La guérison par le combat
En 2016, Alexandre Guérin - François Devaux dans la vraie vie - se rend à la messe, dans sa ville natale de Lyon. Celui qui mène l’office ce matin-là, c’est le père Preynat. Il a abusé sexuellement de lui dans les années 1980, alors que le jeune Alexandre est scout. Cette histoire vraie est celle que raconte François Ozon dans son film primé Grâce à Dieu (2019). Cette histoire, c’est celle du combat mené par les membres de l’association fondée en 2015 par les victimes du père Preynat, La Parole libérée.
C’est à Swann Arnaud qu’est confié le rôle d’Emmanuel Thomassin, dont la vie a été volé par ce prêtre pédocriminel. L’homme, le vrai Thomassin, se bat encore aujourd’hui pour que ce "mal systémique", comme l’appelle la Ciase, cesse. Ravagé par son passé d’enfant violé par le père Preynat, il s’est rapidement tourné vers la drogue, l’alcool et court sur le fil de la mort.
Dans ce film, comme dans la véritable affaire du père Preynat et de celui qui a couvert ses agissements, le cardinal de Lyon, Monseigneur Barbarin, tous ces hommes violés regrettent la même chose : leur silence. Parce qu’ils sentent que la chape de plomb qui les a recouverts a condamné d’autres enfants à subir la même chose. Leur combat, désormais adulte, est de faire éclater leur vérité au grand jour, quittes à s’exposer. Quittes à embrasser la honte qui les a habités toute leur vie. La honte d’avoir été violé. Pour que plus jamais ces actes puissent se reproduire.
Les membres de La Parole libérée, dissoute en mars 2021, sont parmi les premiers à avoir demandé la dissolution complète de la Conférence des évêques de France (CEF). Le "rapport Sauvé" ne la recommandait pas – catégoriquement refusée par la CEF, alors qu’ils étaient des centaines à l’exiger – mais pointait du doigt sa responsabilité dans la protection des prêtres pédocriminels. La raison ? Protéger l'Église, quoi qu’il en coûte, même au prix de viols et abus d’enfants.
L'association lyonnaise a sorti un livre en mars dernier, Marianne, n'entends-tu pas tes enfants pleurer ?. L'ouvrage revient sur la pédocriminalité dans l'Église et ailleurs : "un livre d'information pour qu'on ne puisse plus dire : 'Je ne savais pas'. Un livre de combat pour que nous changions ensemble la vie de millions d'enfants."

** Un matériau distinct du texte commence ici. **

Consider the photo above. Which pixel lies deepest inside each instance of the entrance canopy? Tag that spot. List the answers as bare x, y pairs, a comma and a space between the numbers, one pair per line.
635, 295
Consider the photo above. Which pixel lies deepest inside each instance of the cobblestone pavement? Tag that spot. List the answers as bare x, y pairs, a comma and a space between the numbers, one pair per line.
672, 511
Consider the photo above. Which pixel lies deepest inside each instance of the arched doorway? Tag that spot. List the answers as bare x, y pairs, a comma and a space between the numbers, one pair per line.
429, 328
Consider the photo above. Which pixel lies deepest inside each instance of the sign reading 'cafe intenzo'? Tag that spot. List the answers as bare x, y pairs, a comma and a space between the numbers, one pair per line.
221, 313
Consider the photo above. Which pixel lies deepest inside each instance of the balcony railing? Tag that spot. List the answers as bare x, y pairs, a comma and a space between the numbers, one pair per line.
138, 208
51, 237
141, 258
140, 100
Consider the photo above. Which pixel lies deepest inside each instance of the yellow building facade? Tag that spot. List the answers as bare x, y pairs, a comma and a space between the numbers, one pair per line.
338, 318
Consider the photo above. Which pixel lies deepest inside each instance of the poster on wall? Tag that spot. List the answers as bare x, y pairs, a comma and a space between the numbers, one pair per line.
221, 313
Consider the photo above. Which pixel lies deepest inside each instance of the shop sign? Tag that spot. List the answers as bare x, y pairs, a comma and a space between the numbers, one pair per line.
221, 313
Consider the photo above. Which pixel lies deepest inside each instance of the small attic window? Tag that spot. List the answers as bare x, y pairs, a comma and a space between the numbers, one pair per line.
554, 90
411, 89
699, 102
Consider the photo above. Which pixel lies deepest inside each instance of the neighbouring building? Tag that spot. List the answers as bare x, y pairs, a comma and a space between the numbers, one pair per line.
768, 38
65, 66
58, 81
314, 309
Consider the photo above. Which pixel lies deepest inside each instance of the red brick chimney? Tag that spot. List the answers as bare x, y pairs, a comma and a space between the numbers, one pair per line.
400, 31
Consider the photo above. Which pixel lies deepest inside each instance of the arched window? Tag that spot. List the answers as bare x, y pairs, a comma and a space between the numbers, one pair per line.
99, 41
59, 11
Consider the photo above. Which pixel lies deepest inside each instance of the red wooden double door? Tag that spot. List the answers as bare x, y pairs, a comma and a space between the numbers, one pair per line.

Prévenir pour mieux guérir
L’assistance. Voilà ce que les membres de La Parole libérée auraient voulu incarner, avant de grandir et de laisser croître en eux le courage nécessaire. C’est d’un point de vue rare que la série Ainsi soient-ils (2012-2015), créée par David Elkaïm, Bruno Nahon, Vincent Poymiro et Rodolphe Tissot, choisit de traiter du sujet de la pédophilie dans l'Église.
Cette œuvre se concentre sur les parcours de cinq prétendants à la prêtrise, entrés au séminaire des Capucins à Paris, à notre époque. La Ciase souligne, dans ses recommandations, l’improbable négligence actuelle de l'Église dans la sélection, puis formation, des futurs ecclésiastiques. Pas un mot sur les sciences humaines. Pas un mot sur les droits de l’enfant. Pas un mot sur l’éducation sexuelle. Bref, un manque de réalité critique face à notre société actuelle. Cette série permet d’en avoir la preuve, puisqu’elle se base sur des parcours réels.
À l’occasion de la troisième saison, la série française fait entrer en jeu un prêtre fraîchement arrivé dans une paroisse. Rapidement, il prend connaissance des soupçons tournant autour de son supérieur hiérarchique. Jusqu’à le surprendre. Très vite, il tente d’en informer le diocèse, puis l’évêque, jusqu’à l'Église de France.
Réponse ? Le silence et le rejet. Ce que la Ciase qualifie, dans son "rapport Sauvé", de "responsabilité institutionnelle" de l'Église à avoir couvert, et donc laissé faire, les abus sexuels en son sein.